Are there any chevelle owners on AS? I have a 69 malibu the car has scene many motor and tranny combos.


----------



## Whiteman (Apr 17, 2012)

71 malibu/ ss clone. Needs some love. I need to do some more swapping to complete the clone though. I always have people stopping by to ask if I will sell. I just need time, money, and a garage. Hopefully in the next couple of years I will get started on it.


----------



## TonyRumore (Apr 17, 2012)

Just a helpful suggestion...the car would look so much better if the rear end was lowered down over those meats. The stance of the car would really set it off that way.

With the ass end jacked up like like that, it looks like some high school kid added a pair of air shocks and cranked up the air pressure.

Tony


----------



## Whiteman (Apr 17, 2012)

TonyRumore said:


> Just a helpful suggestion...the car would look so much better if the rear end was lowered down over those meats. The stance of the car would really set it off that way.
> 
> With the ass end jacked up like like that, it looks like some high school kid added a pair of air shocks and cranked up the air pressure.
> 
> Tony



You dont like the stink bug? Yeah, I agree. This pic was taken when I bought it about 5 years ago. Like I said it needs some work. I will get it sitting level. I have a big list of things to do for it.


----------



## ratso (Apr 17, 2012)

*stance*

Well i got a set of rear coils out of a wagon and cut 2 coils off the front.Tnat was good for 10 years.Then I put hotchkiss springs on all 4 and cut 1 coil off the front.Looks good handles fine but is not great for weight transfer at the dragstrip.


----------



## Whiteman (Apr 17, 2012)

ratso said:


> Well i got a set of rear coils out of a wagon and cut 2 coils off the front.Tnat was good for 10 years.Then I put hotchkiss springs on all 4 and cut 1 coil off the front.Looks good handles fine but is not great for weight transfer at the dragstrip.

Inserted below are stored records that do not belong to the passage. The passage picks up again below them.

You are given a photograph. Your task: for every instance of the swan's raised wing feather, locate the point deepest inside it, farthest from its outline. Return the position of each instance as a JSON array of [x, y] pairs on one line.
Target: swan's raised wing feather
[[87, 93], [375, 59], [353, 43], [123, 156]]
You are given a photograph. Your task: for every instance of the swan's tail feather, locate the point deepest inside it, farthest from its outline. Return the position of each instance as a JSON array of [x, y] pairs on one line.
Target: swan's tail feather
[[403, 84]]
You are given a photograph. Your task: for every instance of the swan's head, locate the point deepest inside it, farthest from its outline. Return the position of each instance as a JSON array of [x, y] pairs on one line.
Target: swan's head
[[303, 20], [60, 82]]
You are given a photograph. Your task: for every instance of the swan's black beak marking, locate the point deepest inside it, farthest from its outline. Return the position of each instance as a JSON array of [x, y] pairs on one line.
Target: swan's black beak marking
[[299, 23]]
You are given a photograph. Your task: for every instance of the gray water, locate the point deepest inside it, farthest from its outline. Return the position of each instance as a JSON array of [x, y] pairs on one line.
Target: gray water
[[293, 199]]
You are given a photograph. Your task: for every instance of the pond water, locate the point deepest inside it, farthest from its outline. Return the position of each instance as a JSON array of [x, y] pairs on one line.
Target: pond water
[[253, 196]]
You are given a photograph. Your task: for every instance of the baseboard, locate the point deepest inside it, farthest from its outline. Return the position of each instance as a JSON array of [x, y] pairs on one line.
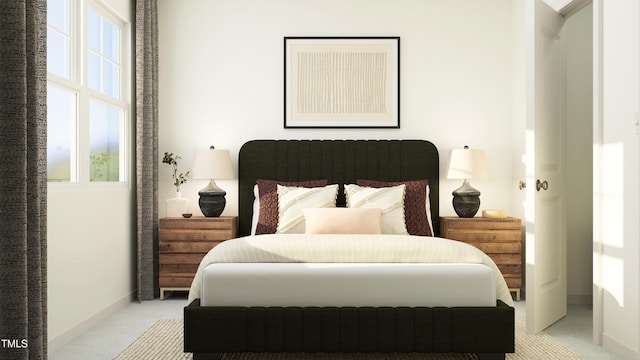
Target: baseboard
[[580, 299], [618, 348], [82, 327]]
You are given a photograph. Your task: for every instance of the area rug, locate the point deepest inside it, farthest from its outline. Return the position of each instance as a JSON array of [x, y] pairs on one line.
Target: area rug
[[163, 341]]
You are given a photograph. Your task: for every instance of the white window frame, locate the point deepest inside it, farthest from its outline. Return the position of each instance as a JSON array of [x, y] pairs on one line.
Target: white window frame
[[77, 82]]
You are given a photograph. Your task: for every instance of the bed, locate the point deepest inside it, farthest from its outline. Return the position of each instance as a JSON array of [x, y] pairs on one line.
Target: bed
[[325, 322]]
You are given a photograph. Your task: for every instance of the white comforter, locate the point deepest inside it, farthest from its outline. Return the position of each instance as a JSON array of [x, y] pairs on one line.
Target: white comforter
[[335, 248]]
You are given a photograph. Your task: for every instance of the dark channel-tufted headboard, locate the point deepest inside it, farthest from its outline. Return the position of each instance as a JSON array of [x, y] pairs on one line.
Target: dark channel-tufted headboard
[[340, 162]]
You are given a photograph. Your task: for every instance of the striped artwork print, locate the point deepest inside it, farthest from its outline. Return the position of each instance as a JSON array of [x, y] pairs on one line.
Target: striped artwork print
[[342, 82]]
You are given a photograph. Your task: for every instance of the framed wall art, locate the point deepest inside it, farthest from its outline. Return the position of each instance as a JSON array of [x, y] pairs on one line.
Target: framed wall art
[[341, 82]]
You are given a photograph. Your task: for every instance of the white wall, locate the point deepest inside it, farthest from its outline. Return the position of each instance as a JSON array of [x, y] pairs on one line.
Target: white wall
[[617, 178], [91, 247], [221, 78]]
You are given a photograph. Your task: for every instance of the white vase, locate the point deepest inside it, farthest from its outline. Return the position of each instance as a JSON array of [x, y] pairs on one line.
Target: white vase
[[177, 206]]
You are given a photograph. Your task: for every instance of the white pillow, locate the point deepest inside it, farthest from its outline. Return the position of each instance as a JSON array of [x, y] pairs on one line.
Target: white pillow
[[256, 209], [389, 199], [343, 221], [427, 206], [292, 200]]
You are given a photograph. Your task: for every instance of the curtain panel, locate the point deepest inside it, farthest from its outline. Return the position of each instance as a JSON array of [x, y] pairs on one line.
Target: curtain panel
[[23, 179], [147, 148]]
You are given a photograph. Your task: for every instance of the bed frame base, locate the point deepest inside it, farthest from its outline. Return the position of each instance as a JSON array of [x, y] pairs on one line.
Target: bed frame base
[[488, 331], [218, 356]]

I was thinking about doing air bags all around. I have heard good things about them. Being able to change the ride is the best thing about them.


----------



## ratso (Apr 18, 2012)

*air bags*

Well they give you the option to change ride height real easy.The air set up is costly I guess it depends on what you want to spend$$ the possiblity is endless when you have a classic.


----------



## stihl sawing (Apr 20, 2012)

TonyRumore said:


> Just a helpful suggestion...the car would look so much better if the rear end was lowered down over those meats. The stance of the car would really set it off that way.
> 
> With the ass end jacked up like like that, it looks like some high school kid added a pair of air shocks and cranked up the air pressure.
> 
> Tony


I think it looks good that way, Much rather see it that way than sittin on the ground hip hop style.


----------



## SS396driver (Apr 20, 2012)

1966 SS 396 4 spd true SS 138 car 











Has 77k on her


----------